The trial of 23-year-old Anuh Ying Lai has been proceeding through Chinese officials for the past two months, and after a two-week delay, has begun in Wichita in the U.S. District Court for Kansas, The Wichita Eagle reported.
Akuma Arb, prosecuting the case, told the jury Tuesday that “everything on the assumption that these two men are guilty,” he was their “favorite option.”
Court documents list the men’s job responsibilities as working at U.S. Chemical China.

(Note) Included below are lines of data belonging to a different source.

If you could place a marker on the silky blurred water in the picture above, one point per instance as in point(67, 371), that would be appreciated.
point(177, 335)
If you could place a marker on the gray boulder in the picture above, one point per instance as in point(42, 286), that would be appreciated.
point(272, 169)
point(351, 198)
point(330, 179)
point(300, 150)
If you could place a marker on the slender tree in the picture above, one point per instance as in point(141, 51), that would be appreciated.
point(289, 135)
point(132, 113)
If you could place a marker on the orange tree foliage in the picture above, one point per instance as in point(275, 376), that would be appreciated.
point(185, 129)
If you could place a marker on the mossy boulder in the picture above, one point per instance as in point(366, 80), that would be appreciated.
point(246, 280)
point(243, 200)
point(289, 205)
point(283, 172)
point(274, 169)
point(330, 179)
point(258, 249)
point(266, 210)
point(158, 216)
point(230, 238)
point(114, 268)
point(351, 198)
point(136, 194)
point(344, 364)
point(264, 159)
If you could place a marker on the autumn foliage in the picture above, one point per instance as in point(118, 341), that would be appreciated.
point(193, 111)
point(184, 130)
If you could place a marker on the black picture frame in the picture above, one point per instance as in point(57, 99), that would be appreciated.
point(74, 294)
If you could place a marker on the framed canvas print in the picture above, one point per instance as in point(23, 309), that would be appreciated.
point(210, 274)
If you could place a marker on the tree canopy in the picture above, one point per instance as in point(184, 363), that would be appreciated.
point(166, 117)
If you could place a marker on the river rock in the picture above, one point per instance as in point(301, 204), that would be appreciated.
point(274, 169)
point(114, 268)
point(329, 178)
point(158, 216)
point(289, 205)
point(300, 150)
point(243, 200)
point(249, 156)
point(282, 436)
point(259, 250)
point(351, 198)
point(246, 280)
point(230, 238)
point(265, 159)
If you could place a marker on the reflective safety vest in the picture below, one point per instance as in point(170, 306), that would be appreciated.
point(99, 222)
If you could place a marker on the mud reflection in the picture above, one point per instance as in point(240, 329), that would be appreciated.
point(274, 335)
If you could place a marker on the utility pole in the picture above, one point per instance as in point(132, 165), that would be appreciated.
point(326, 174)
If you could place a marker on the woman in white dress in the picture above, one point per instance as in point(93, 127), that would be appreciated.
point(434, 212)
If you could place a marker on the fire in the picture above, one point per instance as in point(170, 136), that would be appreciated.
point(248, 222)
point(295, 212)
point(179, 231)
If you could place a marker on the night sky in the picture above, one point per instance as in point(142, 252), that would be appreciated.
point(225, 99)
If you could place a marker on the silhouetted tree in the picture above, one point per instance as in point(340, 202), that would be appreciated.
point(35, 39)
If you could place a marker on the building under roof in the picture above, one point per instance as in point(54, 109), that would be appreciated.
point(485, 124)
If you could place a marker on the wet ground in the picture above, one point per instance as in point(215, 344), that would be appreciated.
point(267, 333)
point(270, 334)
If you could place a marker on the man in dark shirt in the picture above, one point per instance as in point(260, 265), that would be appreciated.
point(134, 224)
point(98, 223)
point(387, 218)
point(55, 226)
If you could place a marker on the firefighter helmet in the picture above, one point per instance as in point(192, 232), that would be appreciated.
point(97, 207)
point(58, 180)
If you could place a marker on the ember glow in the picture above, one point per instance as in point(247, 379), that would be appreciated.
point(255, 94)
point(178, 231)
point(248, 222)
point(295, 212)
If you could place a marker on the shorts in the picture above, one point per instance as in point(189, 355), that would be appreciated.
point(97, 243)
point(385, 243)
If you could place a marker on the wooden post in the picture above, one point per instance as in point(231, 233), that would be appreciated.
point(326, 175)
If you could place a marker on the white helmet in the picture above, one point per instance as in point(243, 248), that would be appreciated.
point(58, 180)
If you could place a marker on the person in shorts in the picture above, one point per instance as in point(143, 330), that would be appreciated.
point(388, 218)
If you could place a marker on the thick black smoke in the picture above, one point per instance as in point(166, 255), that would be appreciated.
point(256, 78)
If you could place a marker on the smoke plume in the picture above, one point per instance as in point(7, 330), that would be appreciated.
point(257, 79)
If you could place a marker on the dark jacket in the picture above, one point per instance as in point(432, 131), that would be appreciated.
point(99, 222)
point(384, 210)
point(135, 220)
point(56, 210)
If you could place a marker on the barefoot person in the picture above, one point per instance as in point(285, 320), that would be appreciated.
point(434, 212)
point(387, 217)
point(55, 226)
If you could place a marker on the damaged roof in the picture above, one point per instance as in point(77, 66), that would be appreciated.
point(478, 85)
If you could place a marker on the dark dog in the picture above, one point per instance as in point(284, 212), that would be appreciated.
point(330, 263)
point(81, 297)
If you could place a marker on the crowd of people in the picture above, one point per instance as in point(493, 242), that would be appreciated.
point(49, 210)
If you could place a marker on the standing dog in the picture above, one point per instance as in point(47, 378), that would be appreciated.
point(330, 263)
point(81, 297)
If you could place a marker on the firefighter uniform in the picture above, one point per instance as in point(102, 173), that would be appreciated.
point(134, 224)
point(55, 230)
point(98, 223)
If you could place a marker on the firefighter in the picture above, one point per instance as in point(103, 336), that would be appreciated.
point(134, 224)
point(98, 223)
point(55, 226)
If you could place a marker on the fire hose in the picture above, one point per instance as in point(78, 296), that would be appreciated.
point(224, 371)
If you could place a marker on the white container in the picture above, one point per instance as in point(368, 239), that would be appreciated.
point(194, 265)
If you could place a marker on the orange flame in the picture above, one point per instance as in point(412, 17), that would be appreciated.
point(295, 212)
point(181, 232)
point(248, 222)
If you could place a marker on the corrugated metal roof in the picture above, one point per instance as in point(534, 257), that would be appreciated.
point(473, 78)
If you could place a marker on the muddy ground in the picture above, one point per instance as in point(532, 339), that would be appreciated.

Tuan Hoa Dinh Thuy and Michael Ruud were convicted of murdering John Su in a 1995 chemical attack in China in which they reportedly turned chemical gas into sarin. However, both were acquitted of first-degree murder after it was determined the death of Su was a suicide, thus rendering a murder charge without a verdict.
Attorneys for the two in this latest trial had objected to two exhibits during the trial, but a judge overruled the request.
The two also were convicted of attempting to kill U.S. Embassy personnel by remote control but that charge was dropped after the government withdrew the charges of conspiracy to assassinate foreign officials and attempted assassination of foreign officials, the newspaper reported.
Lai was extradited to the U.S. on Jan. 31 to begin serving a 97-year sentence.
The three other defendants, Hoa Thuy, Thuy Lim, and Amric Raymond Wang, fled to Canada after the chemical attack, but then were found and sent back to China. Lai’s lawyers decided to seek his release, arguing that although he was ordered detained in China, he didn’t actually face any charges, Fox News reported.
However, U.S. District Judge Monti Belot denied the request, saying Lai “supported, joined and participated in the carnage of Su.”
Fox News’ Scott Griggs contributed to this report.